When it comes to boathouses and shelters, our mission is to provide a floating dock that’s specifically tailored to the subject structure’s size, weight, and various point loads. Although construction of said structure is completed by the client’s chosen contractor, we closely coordinate with all involved parties to ensure a truly unique finished product.
The choice between a shelter (open air) and boathouse (enclosed) is primarily determined by a client’s individual needs, however several other factors also impact this decision. Exposure to wind, overall cost, permitting, and bottomlands rights are all important factors when evaluating these two designs.
Floating dock superstructures represent a significant visual change to the project’s shoreline. As a result, color patterns that match the client’s house (if visible) or accent a natural tree line are commonly selected. Cupolas often provide character to a roof line, while accented gable ends can create a subtle accent.
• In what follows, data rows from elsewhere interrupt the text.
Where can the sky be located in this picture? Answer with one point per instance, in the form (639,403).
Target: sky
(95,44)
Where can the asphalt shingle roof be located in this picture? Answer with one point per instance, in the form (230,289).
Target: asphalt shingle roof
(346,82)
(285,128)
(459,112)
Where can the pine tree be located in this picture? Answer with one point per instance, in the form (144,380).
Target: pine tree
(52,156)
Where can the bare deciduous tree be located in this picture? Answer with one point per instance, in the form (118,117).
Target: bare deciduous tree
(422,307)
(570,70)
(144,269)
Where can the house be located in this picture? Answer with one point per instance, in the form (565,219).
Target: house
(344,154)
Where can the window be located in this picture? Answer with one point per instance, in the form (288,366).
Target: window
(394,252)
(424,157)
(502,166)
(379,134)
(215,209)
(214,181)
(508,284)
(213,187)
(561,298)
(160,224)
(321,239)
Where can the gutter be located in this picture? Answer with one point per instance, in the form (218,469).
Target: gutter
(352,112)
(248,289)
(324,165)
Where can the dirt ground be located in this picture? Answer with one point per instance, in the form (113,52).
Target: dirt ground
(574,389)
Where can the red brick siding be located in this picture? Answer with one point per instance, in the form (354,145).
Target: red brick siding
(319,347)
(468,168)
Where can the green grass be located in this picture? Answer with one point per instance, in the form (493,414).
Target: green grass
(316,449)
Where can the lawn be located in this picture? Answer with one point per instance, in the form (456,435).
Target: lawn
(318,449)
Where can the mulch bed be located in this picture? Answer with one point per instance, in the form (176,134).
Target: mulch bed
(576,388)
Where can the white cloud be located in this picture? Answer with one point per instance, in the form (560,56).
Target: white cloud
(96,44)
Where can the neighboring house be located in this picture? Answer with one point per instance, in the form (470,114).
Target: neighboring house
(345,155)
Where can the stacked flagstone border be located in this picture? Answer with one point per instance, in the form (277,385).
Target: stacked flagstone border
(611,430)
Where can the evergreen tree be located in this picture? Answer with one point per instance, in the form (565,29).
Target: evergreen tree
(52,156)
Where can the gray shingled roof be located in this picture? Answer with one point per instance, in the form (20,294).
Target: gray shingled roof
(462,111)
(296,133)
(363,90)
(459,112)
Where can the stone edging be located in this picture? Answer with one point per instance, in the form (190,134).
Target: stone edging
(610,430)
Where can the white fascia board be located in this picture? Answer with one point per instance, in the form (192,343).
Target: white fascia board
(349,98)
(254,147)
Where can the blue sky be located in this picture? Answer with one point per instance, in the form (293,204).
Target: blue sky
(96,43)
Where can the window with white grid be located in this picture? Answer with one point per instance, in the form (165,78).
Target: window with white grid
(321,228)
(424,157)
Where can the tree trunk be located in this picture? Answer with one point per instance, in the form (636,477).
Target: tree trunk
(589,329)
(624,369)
Careful consideration should be given not only to the size and appearance of a boathouse or shelter, but also to the overall dockage footprint which often dictates (or limits) future modifications. Factors such as acquiring additional or larger boats, utility needs, and desired clear space on walking surfaces should all be considered at the onset.
The interior layout of a boathouse is critically important since the total size, and thus, available space may be limited to lot size / shore frontage. Closets and overhead compartments are common inclusions, as are easily accessible deck hatches to maximize storage space. Boathouse load-bearing walls must be centered on their supporting dockage, so section width also becomes a crucial aspect to ensure adequate deck space exists.